Bioavailability is defined as the rate and extent of the absorption and availability of the active constituent or its moiety at the target site8. Alpha-tocopherol is the most abundant form of Vitamin E detected in circulating plasma. Meanwhile, the bioavailability of tocotrienols in plasma has been reported at a much lower concentration than alpha-tocopherol9,10. The absolute bioavailability of alpha tocotrienol was reported as 28% followed by gamma and delta tocotrienols at only about 9%11. As a result, self-emulsifying systems were established to achieve higher absorption for tocotrienols12. Tocotrienol-rich Fraction (TRF) [Tocovid SuprabioTM], is an over-the counter vitamin E supplement, containing alpha, gamma and delta tocotrienols in addition to α-tocopherol, phytosterol, phytocarotenoid complex and plant squalene.

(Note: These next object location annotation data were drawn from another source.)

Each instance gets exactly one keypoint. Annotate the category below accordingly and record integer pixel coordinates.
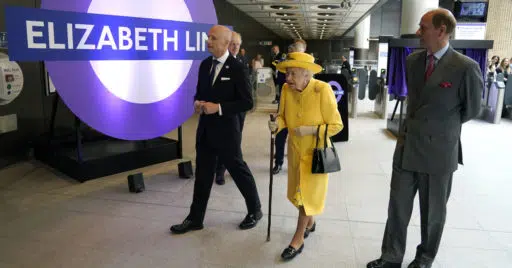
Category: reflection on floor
(50, 221)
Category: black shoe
(290, 252)
(219, 179)
(309, 230)
(418, 264)
(185, 226)
(276, 169)
(251, 220)
(380, 263)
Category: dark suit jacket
(436, 110)
(231, 91)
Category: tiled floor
(50, 221)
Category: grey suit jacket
(429, 141)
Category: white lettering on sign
(127, 38)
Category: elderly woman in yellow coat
(306, 103)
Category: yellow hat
(299, 60)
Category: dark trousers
(221, 169)
(434, 191)
(206, 160)
(280, 144)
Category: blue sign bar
(49, 35)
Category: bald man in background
(444, 91)
(234, 48)
(222, 94)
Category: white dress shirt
(438, 55)
(219, 66)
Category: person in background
(444, 91)
(243, 58)
(257, 62)
(306, 106)
(234, 48)
(504, 68)
(277, 57)
(346, 65)
(298, 46)
(222, 94)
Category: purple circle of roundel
(85, 95)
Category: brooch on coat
(445, 85)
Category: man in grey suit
(444, 89)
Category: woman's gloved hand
(305, 130)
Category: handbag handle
(318, 136)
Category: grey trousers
(434, 191)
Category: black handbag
(325, 160)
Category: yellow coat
(315, 105)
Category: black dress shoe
(219, 179)
(418, 264)
(309, 230)
(276, 169)
(380, 263)
(290, 252)
(251, 220)
(185, 226)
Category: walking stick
(272, 142)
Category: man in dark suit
(234, 48)
(279, 78)
(345, 65)
(222, 94)
(444, 91)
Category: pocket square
(445, 85)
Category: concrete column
(412, 11)
(361, 39)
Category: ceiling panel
(307, 16)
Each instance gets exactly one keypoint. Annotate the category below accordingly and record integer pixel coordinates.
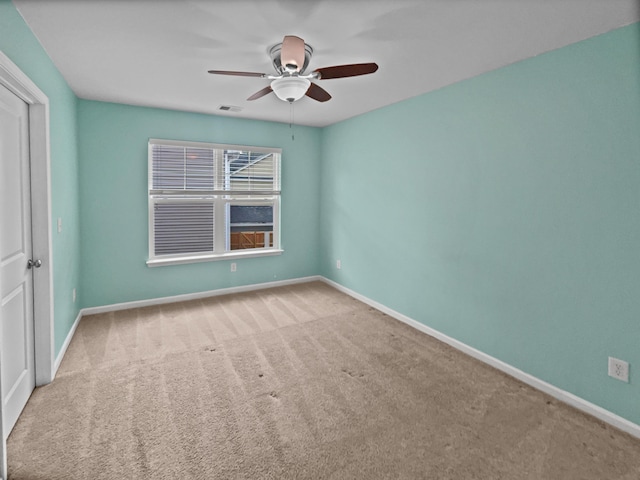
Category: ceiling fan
(290, 60)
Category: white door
(16, 276)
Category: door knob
(34, 263)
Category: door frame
(21, 85)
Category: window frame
(221, 203)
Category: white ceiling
(157, 53)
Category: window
(210, 201)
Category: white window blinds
(192, 187)
(178, 168)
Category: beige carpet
(297, 382)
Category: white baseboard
(195, 296)
(559, 394)
(65, 345)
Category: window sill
(160, 262)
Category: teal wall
(504, 211)
(114, 202)
(20, 45)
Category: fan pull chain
(291, 121)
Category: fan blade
(237, 74)
(317, 93)
(292, 53)
(341, 71)
(261, 93)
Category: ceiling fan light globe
(290, 89)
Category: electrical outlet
(619, 369)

Several anti-cancer studies indicated that gamma and delta tocotrienols exhibited more potent anti-cancer activity than other isomers of tocotrienols and alpha-tocopherol13. In pre-clinical studies, the IC50 concentration of gamma tocotrienol required to induce apoptosis in both MDA-MB-231 and MCF-7 human breast cancer cell lines was remarkably lower than delta tocotrienol14. Similar observation was also demonstrated in a study by Guthrie et al.15 (1998) using MCF-7 cell line, wherein the IC50 concentration of gamma tocotrienol was only 30 μg/mL as compared to 90 μg/mL of delta tocotrienol indicating increased anti-cancer activity.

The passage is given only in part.